What is generalized anxiety disorder?

pa1gv por pa1gv
6 Min de lectura

Generalized anxiety disorder (GAD) is defined as the presence of average levels of anxiety, much higher than those that, in principle, would be logical based on a given situation and the way in which a person would have to react to a situation. important event.

The person himself is aware that his state is not logical, that is, he does not know how to attribute his state to facts, to things that are happening to him in life. He is the first to be surprised to suddenly have such symptoms.

Those symptoms are, basically, a lot of fear, a lot of feeling of tension in the face of nothing specific. He has the feeling that negative things seem to happen to him suddenly, he doesn't know which ones, he doesn't know how to define them, it's all in general.

And when what he describes is a sensation of permanent alarm, of permanent hypervigilance along with that state, which is unpleasant in itself, that person almost always explains that, more or less continuously, or very frequently throughout the day, have physical symptoms of anxiety; whether they are palpitations, a feeling of diarrhea, a feeling of suffocation, some tremor, some sweating….

All this combined means that very often that person, if he is doing something that is not a task for him, has to stop doing it, has to flee the situation because of that feeling of alarm that may be growing at that moment.

There are times when the person does not even arrive to do something.

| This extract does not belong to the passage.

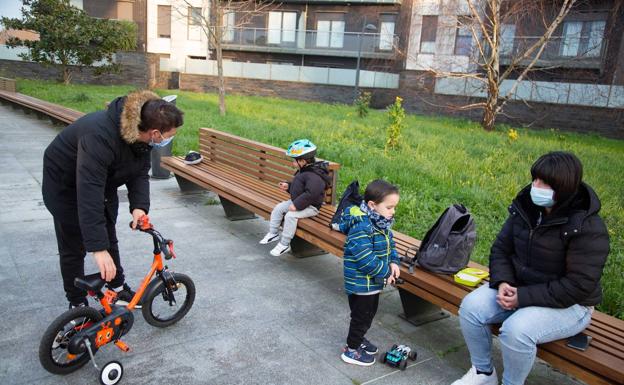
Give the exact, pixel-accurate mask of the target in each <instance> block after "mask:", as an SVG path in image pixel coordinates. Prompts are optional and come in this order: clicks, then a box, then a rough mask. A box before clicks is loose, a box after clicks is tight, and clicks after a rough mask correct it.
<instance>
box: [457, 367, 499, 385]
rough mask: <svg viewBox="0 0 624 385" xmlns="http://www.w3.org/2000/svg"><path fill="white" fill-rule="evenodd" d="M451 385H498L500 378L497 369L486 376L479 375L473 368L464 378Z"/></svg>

He directly refuses to do it because he feels that it is going to go wrong, that if it is a sensation that he feels inside, a thought of alarm, of fear, he doesn't know what.

An indefinite fear that another person could interpret as if they were a very scared person, very anxious, who is overwhelmed by everything.

That is not like that.

The anxiety disorder analyzed is a disease that suddenly appears. We could say that the most frequent is that it appears between 25 or 35 years of age.

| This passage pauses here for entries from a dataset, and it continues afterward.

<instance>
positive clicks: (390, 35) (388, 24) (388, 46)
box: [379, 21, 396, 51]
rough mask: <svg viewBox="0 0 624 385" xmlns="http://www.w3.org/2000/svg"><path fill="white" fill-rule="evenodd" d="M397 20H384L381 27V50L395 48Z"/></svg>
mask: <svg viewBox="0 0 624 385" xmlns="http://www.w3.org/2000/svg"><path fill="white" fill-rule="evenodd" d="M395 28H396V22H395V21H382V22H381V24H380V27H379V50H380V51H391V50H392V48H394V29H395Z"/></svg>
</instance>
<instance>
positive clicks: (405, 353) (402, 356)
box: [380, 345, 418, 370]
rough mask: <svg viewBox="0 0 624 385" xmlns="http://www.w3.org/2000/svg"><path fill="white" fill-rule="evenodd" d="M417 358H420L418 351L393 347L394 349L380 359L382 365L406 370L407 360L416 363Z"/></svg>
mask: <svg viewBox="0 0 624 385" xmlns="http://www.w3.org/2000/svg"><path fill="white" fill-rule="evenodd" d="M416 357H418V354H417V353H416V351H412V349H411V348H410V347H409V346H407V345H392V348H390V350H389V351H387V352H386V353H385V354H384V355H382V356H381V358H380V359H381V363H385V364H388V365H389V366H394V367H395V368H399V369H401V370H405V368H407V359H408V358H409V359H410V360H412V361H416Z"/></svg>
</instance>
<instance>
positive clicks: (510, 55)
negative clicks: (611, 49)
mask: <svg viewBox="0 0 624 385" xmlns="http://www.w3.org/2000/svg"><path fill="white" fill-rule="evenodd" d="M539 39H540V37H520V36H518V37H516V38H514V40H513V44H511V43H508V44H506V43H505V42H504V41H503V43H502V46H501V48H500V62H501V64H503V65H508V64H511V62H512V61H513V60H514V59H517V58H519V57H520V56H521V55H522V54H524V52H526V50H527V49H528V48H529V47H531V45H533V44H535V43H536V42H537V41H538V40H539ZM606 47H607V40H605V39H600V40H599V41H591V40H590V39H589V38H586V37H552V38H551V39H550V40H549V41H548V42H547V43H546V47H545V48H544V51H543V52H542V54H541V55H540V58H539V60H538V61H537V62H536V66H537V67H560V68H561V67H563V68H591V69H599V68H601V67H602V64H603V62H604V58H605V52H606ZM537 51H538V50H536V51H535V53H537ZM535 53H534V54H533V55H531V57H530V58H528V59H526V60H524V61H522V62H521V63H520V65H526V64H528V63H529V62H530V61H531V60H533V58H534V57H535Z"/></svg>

This does not mean that the person who suffers from it has to be a person with a propensity for anxiety. In the same way, we cannot say that a person must have been highly stressed in the months prior to suffering from this disease.

Perhaps it would be more correct to say that it is somewhat easier to develop generalized anxiety disorder if one is anxious or has been stressed recently. But it would not be correct to say that this premise has to be fulfilled. You may have had a quiet life without significant levels of stress, and suddenly you begin to suffer from this disease.

Which is the treatment?

It is convenient to know the advantages and disadvantages of both psychological and pharmacological treatment. A very important aspect in this disease is to warn the patient that it is possible that, after three months, three years, or after five, the symptoms may reappear.

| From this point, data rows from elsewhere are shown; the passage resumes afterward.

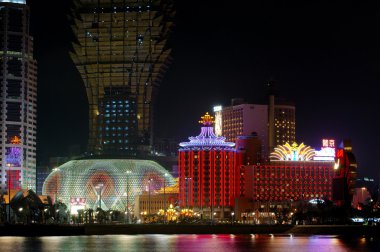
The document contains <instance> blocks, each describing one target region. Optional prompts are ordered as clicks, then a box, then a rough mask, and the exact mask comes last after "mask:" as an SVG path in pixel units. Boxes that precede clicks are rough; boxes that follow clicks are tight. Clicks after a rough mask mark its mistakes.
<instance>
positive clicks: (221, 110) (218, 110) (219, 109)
mask: <svg viewBox="0 0 380 252" xmlns="http://www.w3.org/2000/svg"><path fill="white" fill-rule="evenodd" d="M218 111H222V106H220V105H218V106H214V112H218Z"/></svg>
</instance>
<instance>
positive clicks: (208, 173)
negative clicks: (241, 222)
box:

Everything that one has managed to learn or cure from psychological treatment, we can apply again in the future. When you can stop the disease yourself, stop the consequences, it is because you have learned a lot about psychological treatment.

On the other hand, there is the pharmacological treatment that is clearly faster in terms of efficacy, but with the very clear drawback that, once we remove the drug, it will no longer have protection for the future and, therefore, it will tend to have relapses.

From this, perhaps we could say that, ideally, it would be to have both treatments and, depending on the intensities of the symptoms, give priority to one or the other. That is, maintaining the combination of both, on many occasions, is beneficial.

There are two groups of drugs that use us: one is the group that very quickly releases the physical and bodily symptoms of anxiety, and then we have those that would be part of the group of what is called antidepressants. There are several antidepressants that, not suddenly, but after a few weeks, can make that feeling of tension, of diffuse fear, gradually reduce.

It is important to note that generalized anxiety disorder (GAD) is not the same as being a neurotic. There are many symptoms of anxiety and that the patient does not understand. In the first, the person usually functions in one way and suddenly. from these constant symptoms of anxiety changes. In neuroticism, the individual has always functioned in this way, considers that this feeling is justified and is not surprised by feeling that way.